To Heather, Heady – My love for you grew as the bite marks began to heal.
You are the best parts of your mother, and I like to think I left my mark, too. I hope you now know, how proud I am of you. I made my rounds of phone calls to family about your new achievement and felt like a young father again. Thank you. I’d say I’m sorry that the flowers got there too late, but I think they arrived right on time. My last gift before parting, left for the child that brought me laughter and warmth, always.
My baby, JoAnna. I am yours and you are mine, cut from the same cloth. I delivered you and shared every birthday with you since. I taught you tradition and encouraged you to think for yourself and to challenge your beliefs. I dug you out more than a few times, now I ask the same of you. Heal your heart, leave nothing unsaid and every now and then, look for me in the water.
To my mom, Roz Solomon, my sister, Sheri Thomas, and my brother, Herb Solomon, I am sorry to leave you like this. The memories are countless, I love you to the ends of the earth. For the love of G-d, please encourage Leah (Solomon) to keep the bagel slicers away from Sean (Thomas). I think she’s the only on that can reach him.
Julie Meadows, it is my profound privilege to watch you flourish. You are strong, capable, intuitive and kind. Don’t ever change.
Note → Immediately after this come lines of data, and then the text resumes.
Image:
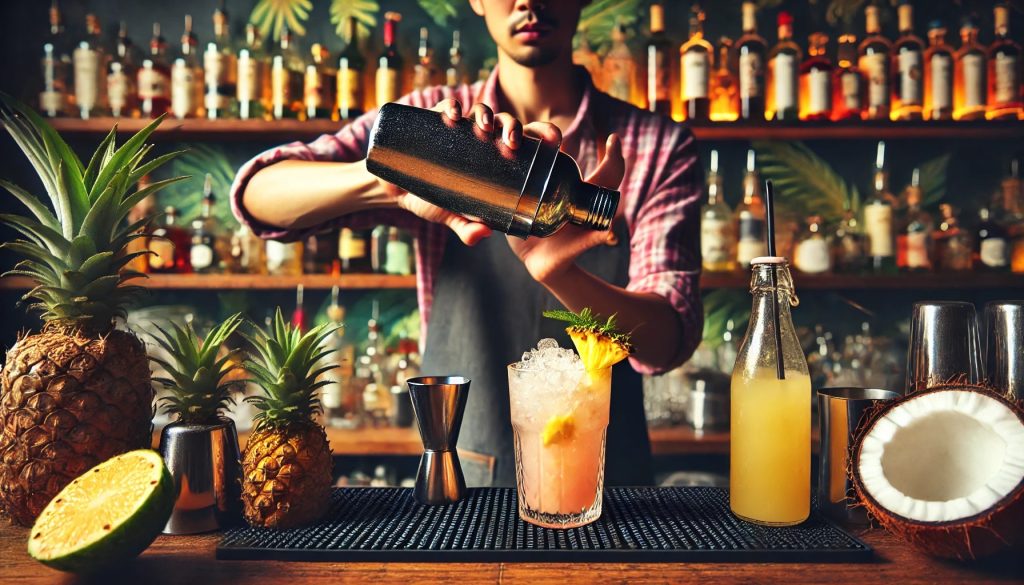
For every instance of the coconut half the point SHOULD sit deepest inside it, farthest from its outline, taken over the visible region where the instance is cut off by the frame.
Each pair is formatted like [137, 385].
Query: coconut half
[944, 470]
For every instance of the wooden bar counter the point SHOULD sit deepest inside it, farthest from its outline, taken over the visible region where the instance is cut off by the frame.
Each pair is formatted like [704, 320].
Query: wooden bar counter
[190, 560]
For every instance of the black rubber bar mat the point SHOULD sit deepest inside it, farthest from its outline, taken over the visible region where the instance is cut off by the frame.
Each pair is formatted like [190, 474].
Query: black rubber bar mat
[638, 525]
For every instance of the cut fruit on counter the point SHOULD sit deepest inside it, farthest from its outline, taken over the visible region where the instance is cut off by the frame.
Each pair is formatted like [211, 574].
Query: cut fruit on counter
[109, 514]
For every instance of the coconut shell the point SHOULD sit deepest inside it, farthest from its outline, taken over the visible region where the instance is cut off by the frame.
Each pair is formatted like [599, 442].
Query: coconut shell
[995, 530]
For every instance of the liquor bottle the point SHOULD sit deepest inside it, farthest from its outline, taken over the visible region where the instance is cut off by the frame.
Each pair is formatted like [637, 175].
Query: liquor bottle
[53, 99]
[321, 84]
[585, 56]
[121, 72]
[718, 240]
[620, 68]
[953, 250]
[875, 53]
[751, 51]
[770, 472]
[350, 69]
[425, 71]
[388, 77]
[695, 55]
[155, 78]
[170, 245]
[724, 86]
[850, 85]
[750, 216]
[783, 65]
[219, 68]
[811, 254]
[1005, 101]
[658, 64]
[913, 232]
[815, 80]
[89, 59]
[879, 219]
[907, 66]
[991, 250]
[969, 76]
[250, 79]
[186, 76]
[938, 75]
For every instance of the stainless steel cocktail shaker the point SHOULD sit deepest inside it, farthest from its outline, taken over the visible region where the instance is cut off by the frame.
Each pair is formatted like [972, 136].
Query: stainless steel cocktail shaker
[532, 191]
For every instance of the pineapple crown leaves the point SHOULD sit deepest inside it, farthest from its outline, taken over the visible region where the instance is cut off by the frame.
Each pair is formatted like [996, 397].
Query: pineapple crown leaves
[586, 320]
[74, 249]
[285, 365]
[199, 391]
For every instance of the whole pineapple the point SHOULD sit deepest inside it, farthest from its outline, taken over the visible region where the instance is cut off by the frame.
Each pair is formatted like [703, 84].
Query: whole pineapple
[286, 468]
[78, 392]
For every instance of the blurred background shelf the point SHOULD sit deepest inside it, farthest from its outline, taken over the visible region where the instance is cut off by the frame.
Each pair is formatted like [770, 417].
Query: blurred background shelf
[287, 130]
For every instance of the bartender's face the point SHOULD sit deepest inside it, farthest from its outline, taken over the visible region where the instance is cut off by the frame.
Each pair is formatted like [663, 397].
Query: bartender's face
[534, 33]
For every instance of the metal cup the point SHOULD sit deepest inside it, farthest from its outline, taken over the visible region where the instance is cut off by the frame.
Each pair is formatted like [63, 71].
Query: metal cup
[438, 403]
[944, 346]
[1005, 346]
[841, 416]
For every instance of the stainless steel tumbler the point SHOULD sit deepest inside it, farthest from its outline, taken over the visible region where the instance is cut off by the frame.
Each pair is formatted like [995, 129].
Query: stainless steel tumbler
[532, 191]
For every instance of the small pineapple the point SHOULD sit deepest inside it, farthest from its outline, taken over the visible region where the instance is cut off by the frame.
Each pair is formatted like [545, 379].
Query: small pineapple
[78, 392]
[286, 467]
[199, 385]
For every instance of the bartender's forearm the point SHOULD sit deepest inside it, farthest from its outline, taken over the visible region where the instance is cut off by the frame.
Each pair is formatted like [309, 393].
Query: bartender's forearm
[295, 195]
[653, 323]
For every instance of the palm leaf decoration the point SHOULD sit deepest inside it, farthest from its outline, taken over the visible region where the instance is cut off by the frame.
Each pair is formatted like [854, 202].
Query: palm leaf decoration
[441, 10]
[365, 12]
[806, 183]
[600, 16]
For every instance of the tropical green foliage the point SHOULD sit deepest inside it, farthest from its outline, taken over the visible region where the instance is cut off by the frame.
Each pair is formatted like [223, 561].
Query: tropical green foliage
[199, 391]
[76, 252]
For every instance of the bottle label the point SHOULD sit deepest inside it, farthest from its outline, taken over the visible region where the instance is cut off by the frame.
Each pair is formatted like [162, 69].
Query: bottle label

And, of course, let’s not forget my lifelong friend, Barry Kretchmer, and those over the years who’ve reeled in more memories with me than fish.
Ed (Solomon), my brother - roll one up. I’m on my way.
To all of you, remember - first you get a cow, there ain’t no cauliflower until next Tuesday, be sure to cleanse in the holy water before the 4th nun and you- with certainty, can Mcfilliano a Boscovitch.
No one likes us, we don’t care.
I ain't making no excuses for all the things I uses
Just to sweeten my relationships and brighten up my day
But when my earthly reign is over and they lay me ‘neath the clover
And they ask me how my life has been, I guess I'll have to say
I was stoned and I missed it
I was stoned and it passed me by
A graveside service for Bernard will be held Friday, August 16, 2024 from 10:00 AM to 10:30 AM at External Service Location, St. Lucie County, Fort Pierce, FL 34946.